Grazie ancora a chiunque abbia letto, inserito la storia nelle preferite, seguite, ricordate, nei cassetti, nel cesto dei panni sporchi, insomma dove vi pare, e ovviamente a chi ha recensito!
Un bacione e alla prossima,
Sam e Sid.
 
 
 
 
[1] Cerimonia durante la quale le trenta squadre della NHL a turno selezionano i giocatori delle leghe minori e universitarie tra i 18 e i 20 anni. Una volta scelti, i diritti dei giocatori passano in mano alle squadre, che possono decidere se farli giocare per loro, per la loro squadra minore o rimandarli nelle leghe junior e universitarie.

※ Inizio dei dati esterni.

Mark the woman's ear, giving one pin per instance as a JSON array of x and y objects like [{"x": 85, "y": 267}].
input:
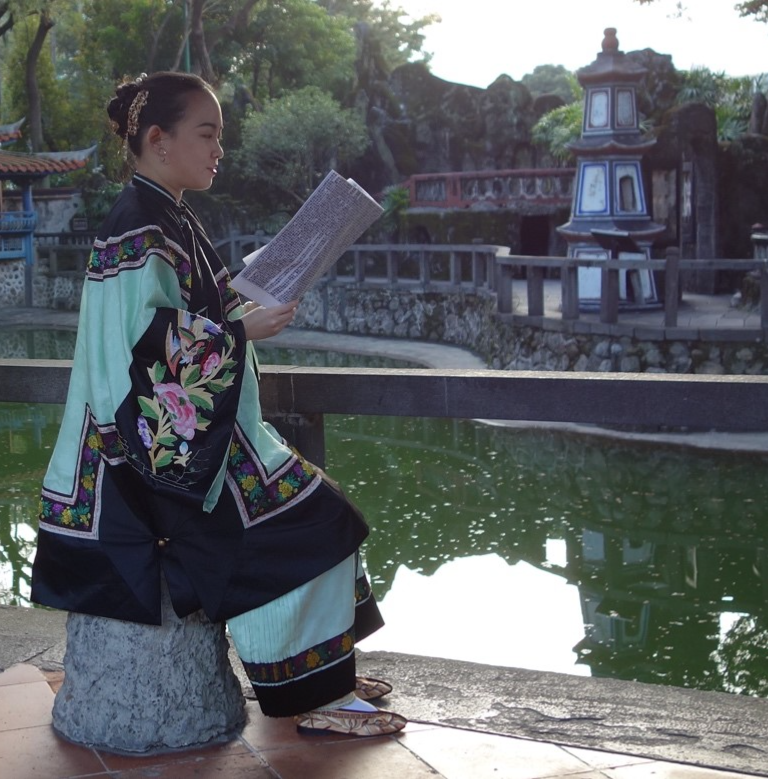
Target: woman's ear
[{"x": 155, "y": 137}]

[2] Prima dell’inizio della stagione vera e propria, le squadre giocano un paio di partite tra di loro, che non influiscono sulla classifica. Una specie di amichevoli, insomma.
[3] Stadio degli Ottawa Senators.
[4] Lista ufficiale dei giocatori di una squadra.

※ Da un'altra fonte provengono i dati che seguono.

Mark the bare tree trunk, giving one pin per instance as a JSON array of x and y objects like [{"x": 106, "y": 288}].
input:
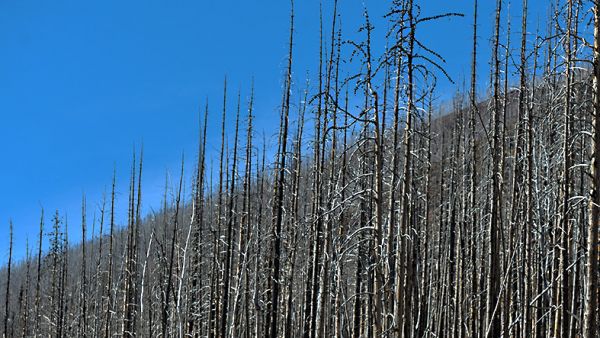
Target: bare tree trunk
[{"x": 590, "y": 326}]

[5] Giocatori che sono stati draftati da una squadra della NHL ma ancora giocano nelle leghe minori.
[6] Infrazione per cui viene fischiato il fermo gioco. Viene segnalato quando la squadra in difesa lancia il puck da dietro la linea rossa di metà campo fin oltre la linea della porta avversaria avversaria. In questo caso il gioco viene fermato e si ricomincia da accanto alla porta della squadra che era in difesa. In realtà poi esistono varie varianti e casi in cui viene annullato.
[7] Per coloro che non hanno mai visto un campo da hockey, questa è la struttura http://upload.wikimedia.org/wikipedia/commons/d/dd/HockeyRink-Zones.png . I cinque cerchi sono chiamati “cerchi d’ingaggio”, o “face off circles” in inglese. È da qui che viene iniziato o riprende il gioco. Al centro del cerchio si posizionano un giocatore per squadra (generalmente un centrale), pronti a contendersi il puck lasciato cadere dall’arbitro. Intorno al cerchio si posizionano gli altri giocatori, pronti a prendere il puck passato dai giocatori al centro.

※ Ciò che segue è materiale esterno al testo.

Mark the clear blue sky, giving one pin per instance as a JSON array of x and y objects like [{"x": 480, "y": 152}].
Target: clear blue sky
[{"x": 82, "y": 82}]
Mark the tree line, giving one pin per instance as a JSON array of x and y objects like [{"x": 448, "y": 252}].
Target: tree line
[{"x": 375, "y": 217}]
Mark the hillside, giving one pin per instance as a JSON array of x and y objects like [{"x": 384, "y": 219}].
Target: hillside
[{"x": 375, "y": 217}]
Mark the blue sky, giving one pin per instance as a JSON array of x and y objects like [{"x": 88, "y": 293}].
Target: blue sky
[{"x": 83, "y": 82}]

[8] Il Face off (qui troverete tutte le immagini del caso o le info che volete: https://www.google.it/search?q=face+off+hockey&es_sm=91&biw=1088&bih=617&source=lnms&sa=X&ei=9C1qVZqfFqv9ywPm6YLgDA&ved=0CAUQ_AUoAA&dpr=2) è appunto l’atto di far ripartire il gioco dopo che è stato interrotto per qualche motivo (generalmente un goal, un icing, un fuorigioco, o qualche altra infrazione). A seconda del motivo e dalla posizione del gioco nel momento in cui la partita è stata interrotta, si ricomincia da un cerchio diverso. In questo caso, essendo il gioco stato fermato per un tiro in porta, si ricomincia da vicino alla porta verso cui il tiro era diretto, dal lato da cui proveniva il tiro. Nel caso di prima dell’icing, si ricomincia da uno dei due cerchi vicini alla porta della squadra che ha commesso l’infrazione, mettendo quindi questa squadra in una posizione di svantaggio.
[9] Schema dove due giocatori avversari avanzano verso la porta e tra loro e il portiere resta solo un difensore che deve cercare di coprire entrambi.